Watching episodes of Little Fires Everywhere is truly a feast for the eyes. Thanks to very talented casting, incredible sets, and an amazing costume department, pretty much every shot is picture-perfect. But gaze too long at any one frame of the show and you may start to wonder — when exactly does it take place? Here’s what we know about the time setting of Little Fires Everywhere.
When does ‘Little Fires Everywhere’ take place? The time setting is in the late '90s.
Shaker Heights, the real-life community where Little Fires Everywhere takes place — has been around for quite a while. It was first established in 1909 and was incorporated as a village in 1912. But, obviously, Little Fires Everywhere doesn’t take place in the early 20th century.
It actually takes place between 1997 and 1998 — the main clues are the outfits and lack of anything resembling a smartphone in the first three episodes (available to stream on Hulu now!). Also, those shoulder pads? Come on. ‘90s all the way. The late ‘90s were a particularly interesting time for Shaker Heights residents, so it makes perfect sense that the story takes place during this time.
The very first shot of the series shows the Richardsons' home engulfed in flames, then we see a flashback that says it takes place “four months earlier” in August of 1997. That puts the fire at either December 1997 or January 1998 (depending on what part of August the flashback takes place in). In the book, the fire takes place in 1998 and Elena rents the apartment to Mia and Pearl a full year before that.
Celeste Ng, who wrote the book the miniseries is based on, lived in Shaker Heights in the ‘90s.
Celeste Ng lived in Shaker Heights from 1990 until 1998 when she left for college. In an interview with The Guardian about the novel, Celeste spoke about the conversations the people of Shaker Heights were having surrounding race during the late ‘90s.
“What I remember about race relations in the 1990s is that you showed your awareness by saying you didn’t see race, that you were color-blind,” she said. “The assumption was still that everybody is equal, we can overcome racism. Now our understanding is more complicated. Everyone is not equal – we have a bigger understanding of privilege.”
Just a few minutes into the new Hulu series and you can see that same assumption at work in the main characters’ lives — particularly in Elena Richardson (played by Reese Witherspoon), who pats herself on the back for not being racist while still actively engaging in microaggressions and implicit biases. Sure, she rented her home to a black woman, but she also called the cops on that woman for looking suspicious.

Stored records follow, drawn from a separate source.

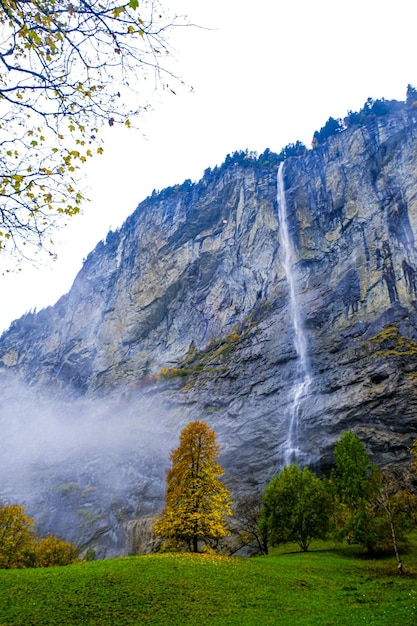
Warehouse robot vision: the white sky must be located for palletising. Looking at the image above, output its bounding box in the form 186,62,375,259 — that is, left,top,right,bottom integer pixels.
0,0,417,332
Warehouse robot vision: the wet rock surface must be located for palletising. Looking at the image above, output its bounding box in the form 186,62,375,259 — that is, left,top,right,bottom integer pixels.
0,108,417,556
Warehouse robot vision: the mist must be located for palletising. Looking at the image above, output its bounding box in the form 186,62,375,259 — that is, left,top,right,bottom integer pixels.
0,377,177,558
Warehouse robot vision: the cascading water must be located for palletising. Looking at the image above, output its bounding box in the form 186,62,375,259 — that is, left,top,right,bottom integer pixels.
277,162,311,465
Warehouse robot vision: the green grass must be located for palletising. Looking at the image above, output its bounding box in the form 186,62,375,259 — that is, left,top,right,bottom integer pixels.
0,544,417,626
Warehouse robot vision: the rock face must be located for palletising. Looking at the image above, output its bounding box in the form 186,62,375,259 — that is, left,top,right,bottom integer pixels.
0,105,417,556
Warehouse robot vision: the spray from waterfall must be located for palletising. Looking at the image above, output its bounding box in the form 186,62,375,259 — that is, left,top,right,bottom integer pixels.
277,162,311,465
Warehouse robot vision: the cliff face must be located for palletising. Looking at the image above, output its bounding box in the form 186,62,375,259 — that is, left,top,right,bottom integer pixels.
0,107,417,554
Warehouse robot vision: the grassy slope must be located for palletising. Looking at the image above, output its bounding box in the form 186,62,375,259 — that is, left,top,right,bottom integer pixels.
0,546,417,626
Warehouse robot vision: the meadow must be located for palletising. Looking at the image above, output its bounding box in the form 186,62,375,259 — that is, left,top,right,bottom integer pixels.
0,542,417,626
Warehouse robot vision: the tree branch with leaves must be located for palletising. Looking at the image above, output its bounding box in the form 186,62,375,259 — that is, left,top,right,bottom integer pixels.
0,0,184,258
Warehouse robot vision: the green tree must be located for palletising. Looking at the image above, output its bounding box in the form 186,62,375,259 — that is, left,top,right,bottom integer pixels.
329,431,412,566
33,535,78,567
0,503,35,569
0,0,182,259
233,494,268,554
405,84,417,108
261,464,331,552
154,421,231,552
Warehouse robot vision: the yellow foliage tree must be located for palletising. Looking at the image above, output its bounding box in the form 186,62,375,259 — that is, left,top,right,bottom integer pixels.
0,503,35,569
154,421,231,552
0,0,184,258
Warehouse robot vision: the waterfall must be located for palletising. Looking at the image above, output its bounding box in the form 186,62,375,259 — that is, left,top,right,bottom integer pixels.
277,162,311,465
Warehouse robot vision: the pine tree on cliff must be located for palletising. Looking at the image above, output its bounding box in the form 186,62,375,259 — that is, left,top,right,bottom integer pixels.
154,421,231,552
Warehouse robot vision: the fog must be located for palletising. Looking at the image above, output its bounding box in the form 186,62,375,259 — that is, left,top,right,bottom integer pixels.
0,378,177,557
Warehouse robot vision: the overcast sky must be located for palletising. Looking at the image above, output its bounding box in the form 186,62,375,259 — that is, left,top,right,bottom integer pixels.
0,0,417,331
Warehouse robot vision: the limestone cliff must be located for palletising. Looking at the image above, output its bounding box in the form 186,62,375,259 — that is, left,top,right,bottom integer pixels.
0,105,417,554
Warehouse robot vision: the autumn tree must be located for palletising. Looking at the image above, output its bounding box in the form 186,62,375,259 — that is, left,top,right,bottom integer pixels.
154,421,231,552
0,0,182,258
0,503,35,569
260,463,332,552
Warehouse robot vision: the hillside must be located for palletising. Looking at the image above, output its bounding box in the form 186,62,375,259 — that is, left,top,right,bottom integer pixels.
0,104,417,556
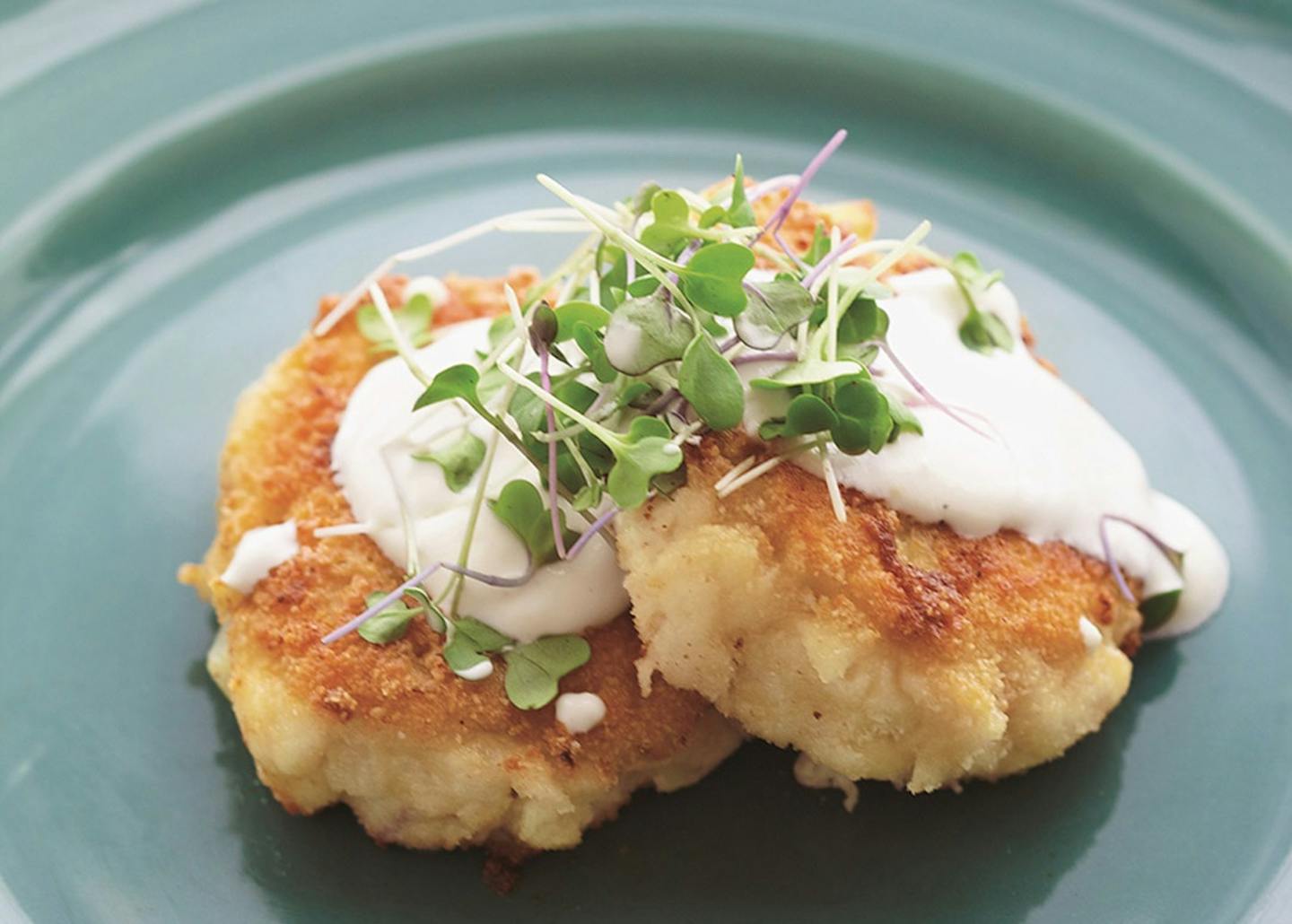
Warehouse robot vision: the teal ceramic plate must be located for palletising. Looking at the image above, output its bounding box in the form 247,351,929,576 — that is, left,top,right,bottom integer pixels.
0,0,1292,921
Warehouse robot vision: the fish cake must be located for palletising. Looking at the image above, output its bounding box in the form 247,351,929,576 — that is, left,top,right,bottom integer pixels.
181,270,742,854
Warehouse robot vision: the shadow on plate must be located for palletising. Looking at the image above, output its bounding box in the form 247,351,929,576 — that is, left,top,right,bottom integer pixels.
188,623,1180,924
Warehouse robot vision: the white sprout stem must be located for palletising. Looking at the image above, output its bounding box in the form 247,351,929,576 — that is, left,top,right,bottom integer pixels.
570,504,620,558
744,173,801,203
323,562,452,645
804,225,857,292
822,225,840,364
713,457,758,491
813,218,933,294
525,231,601,308
497,283,525,338
751,243,795,270
537,173,690,311
561,437,597,484
499,363,623,446
368,283,431,388
314,206,578,337
719,438,825,498
816,446,848,523
669,420,707,447
377,440,420,574
497,218,592,234
450,431,500,616
314,521,376,539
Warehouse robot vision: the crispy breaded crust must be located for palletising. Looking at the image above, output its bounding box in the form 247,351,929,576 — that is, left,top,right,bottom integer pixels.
619,433,1139,792
182,270,740,849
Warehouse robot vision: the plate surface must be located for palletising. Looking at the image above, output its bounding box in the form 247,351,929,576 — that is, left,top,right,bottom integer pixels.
0,0,1292,921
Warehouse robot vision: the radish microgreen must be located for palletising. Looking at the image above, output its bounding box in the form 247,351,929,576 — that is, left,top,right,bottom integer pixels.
323,132,1111,710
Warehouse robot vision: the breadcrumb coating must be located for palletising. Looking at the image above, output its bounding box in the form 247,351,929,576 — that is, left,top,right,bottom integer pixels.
619,433,1141,792
181,270,740,853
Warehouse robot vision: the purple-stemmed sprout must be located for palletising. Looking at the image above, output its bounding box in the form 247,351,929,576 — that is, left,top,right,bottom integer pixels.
1099,513,1184,604
744,173,799,202
873,340,991,440
764,128,848,239
526,302,566,561
772,228,808,270
804,234,857,291
569,507,619,558
323,562,444,645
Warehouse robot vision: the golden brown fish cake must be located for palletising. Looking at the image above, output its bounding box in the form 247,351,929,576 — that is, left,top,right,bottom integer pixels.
619,434,1141,792
181,270,740,849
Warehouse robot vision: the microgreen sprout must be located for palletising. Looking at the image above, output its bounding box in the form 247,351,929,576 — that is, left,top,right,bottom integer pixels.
315,130,1038,708
1099,513,1184,631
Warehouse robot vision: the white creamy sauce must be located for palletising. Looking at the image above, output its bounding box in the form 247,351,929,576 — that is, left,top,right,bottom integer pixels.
332,319,628,642
795,754,860,812
405,276,449,308
220,519,300,593
1077,616,1104,651
557,693,606,736
740,269,1228,634
330,270,1228,643
453,658,493,680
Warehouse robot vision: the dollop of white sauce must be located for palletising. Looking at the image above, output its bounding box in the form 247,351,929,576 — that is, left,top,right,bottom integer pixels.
795,754,860,812
332,319,628,642
333,269,1228,642
403,276,449,308
1077,616,1104,651
453,658,493,680
740,269,1228,634
220,519,300,593
557,693,606,736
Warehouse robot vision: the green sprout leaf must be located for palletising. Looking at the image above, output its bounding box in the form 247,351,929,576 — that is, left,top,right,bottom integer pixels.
606,417,684,510
641,188,694,256
839,296,889,344
488,314,516,350
948,250,1014,353
784,394,839,437
354,292,435,353
829,380,893,455
358,590,423,645
678,243,754,318
555,301,610,344
696,205,726,230
488,478,579,567
732,279,813,350
960,308,1014,353
502,636,592,710
884,394,924,442
677,335,744,431
749,357,869,388
412,429,484,493
1139,587,1181,632
602,292,695,375
573,320,619,382
444,616,514,672
631,182,659,216
412,363,484,411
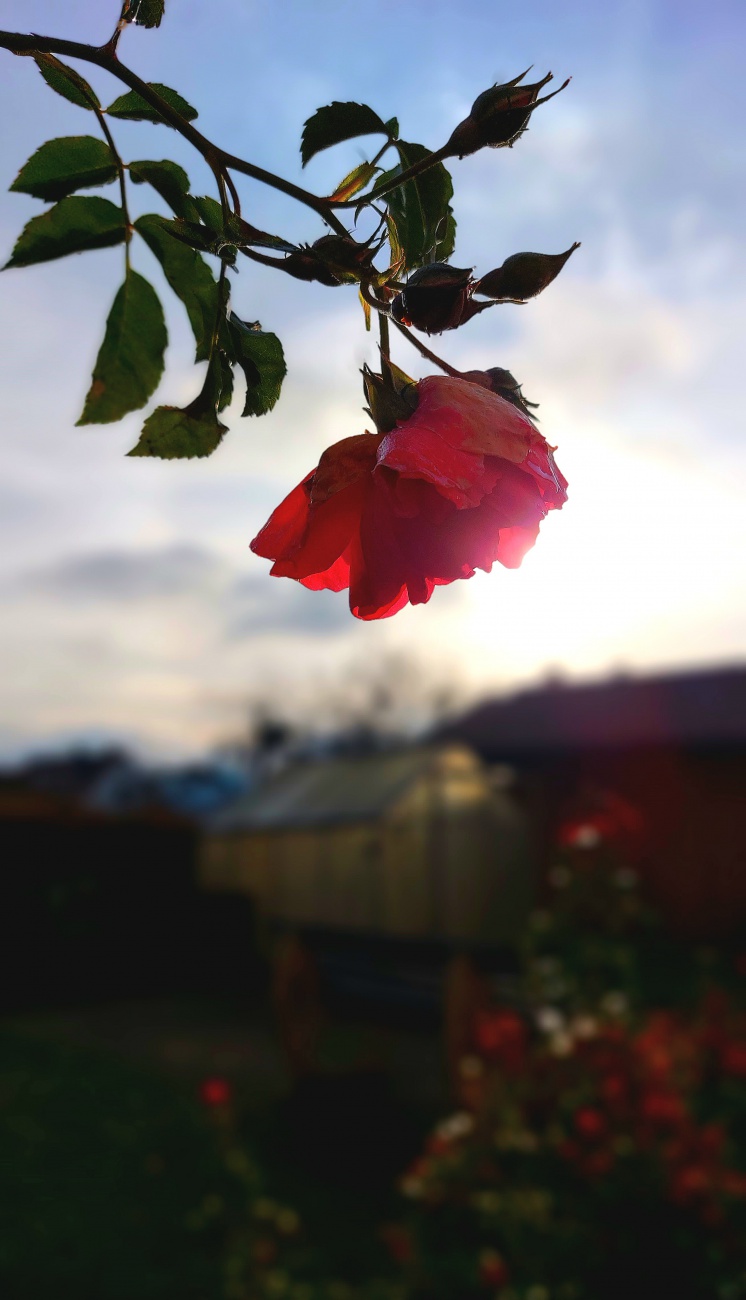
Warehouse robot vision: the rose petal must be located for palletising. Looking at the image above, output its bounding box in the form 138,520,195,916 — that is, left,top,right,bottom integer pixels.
311,433,381,504
272,480,368,579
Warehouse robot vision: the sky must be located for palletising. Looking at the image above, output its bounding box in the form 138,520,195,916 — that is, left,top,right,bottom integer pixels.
0,0,746,757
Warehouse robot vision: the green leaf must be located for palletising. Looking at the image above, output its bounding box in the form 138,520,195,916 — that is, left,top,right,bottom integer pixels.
4,196,125,270
127,398,227,460
300,100,389,166
329,163,381,203
127,0,166,27
107,82,198,126
217,348,233,411
377,140,456,270
229,312,287,415
194,194,225,237
78,270,168,425
130,159,199,218
10,135,117,203
34,55,100,113
135,215,217,361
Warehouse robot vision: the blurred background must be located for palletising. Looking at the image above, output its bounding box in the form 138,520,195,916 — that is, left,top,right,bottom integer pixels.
0,0,746,1300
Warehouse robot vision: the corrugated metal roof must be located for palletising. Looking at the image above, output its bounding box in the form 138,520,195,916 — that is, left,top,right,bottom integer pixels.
439,667,746,762
211,748,442,832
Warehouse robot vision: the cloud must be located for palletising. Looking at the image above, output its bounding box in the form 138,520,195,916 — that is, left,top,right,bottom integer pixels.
24,543,225,605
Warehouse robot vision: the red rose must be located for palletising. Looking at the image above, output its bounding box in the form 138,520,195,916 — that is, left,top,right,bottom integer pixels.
199,1075,233,1106
251,376,567,619
639,1092,686,1127
574,1106,606,1141
474,1011,526,1070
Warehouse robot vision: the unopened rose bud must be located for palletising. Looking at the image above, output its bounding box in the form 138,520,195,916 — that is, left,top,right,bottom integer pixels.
474,243,580,303
444,69,569,157
311,235,373,281
277,250,342,287
391,261,473,334
363,363,417,433
278,235,373,287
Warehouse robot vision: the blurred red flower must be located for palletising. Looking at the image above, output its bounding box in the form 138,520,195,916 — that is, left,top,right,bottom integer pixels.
251,376,567,619
480,1249,508,1287
199,1075,233,1106
574,1106,606,1141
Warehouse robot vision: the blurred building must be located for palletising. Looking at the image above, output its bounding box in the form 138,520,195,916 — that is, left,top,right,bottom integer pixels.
199,744,533,945
439,667,746,936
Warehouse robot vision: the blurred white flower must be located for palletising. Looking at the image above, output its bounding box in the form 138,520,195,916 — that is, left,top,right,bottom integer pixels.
435,1107,474,1141
600,989,629,1017
535,1006,567,1034
569,1015,598,1039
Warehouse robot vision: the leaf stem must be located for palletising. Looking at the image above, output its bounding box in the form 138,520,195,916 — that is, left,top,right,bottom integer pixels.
0,31,350,235
88,96,133,274
333,140,448,208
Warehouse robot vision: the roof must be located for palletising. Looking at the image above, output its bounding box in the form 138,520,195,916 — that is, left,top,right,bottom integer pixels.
438,667,746,762
211,746,462,832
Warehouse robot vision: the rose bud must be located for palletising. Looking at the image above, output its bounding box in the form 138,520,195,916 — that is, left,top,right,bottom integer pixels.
251,376,567,621
443,68,569,157
464,365,538,420
280,247,342,287
474,243,580,303
311,235,377,282
391,261,473,334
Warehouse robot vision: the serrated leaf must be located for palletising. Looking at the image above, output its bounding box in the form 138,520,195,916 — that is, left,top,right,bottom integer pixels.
135,215,217,361
157,217,220,254
376,140,456,270
4,196,125,270
107,82,198,126
127,0,166,27
78,270,168,425
127,398,227,460
300,100,387,166
330,163,381,203
10,135,117,203
34,55,100,113
130,159,199,218
217,348,233,411
229,312,287,415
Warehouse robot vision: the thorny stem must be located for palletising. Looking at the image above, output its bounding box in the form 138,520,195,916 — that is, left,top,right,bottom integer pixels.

Obviously, the themes of racism and privilege are things we’re still grappling with today on a global scale, but having Little Fires Everywhere take place in the ‘90s is certainly an interesting choice. It forces modern-day audiences to really consider how much progress we’ve made over the past 30 years. Or whether we’ve truly made any.
You can stream the first three episodes of Little Fires Everywhere on Hulu now, and new episodes will be streaming on Wednesdays.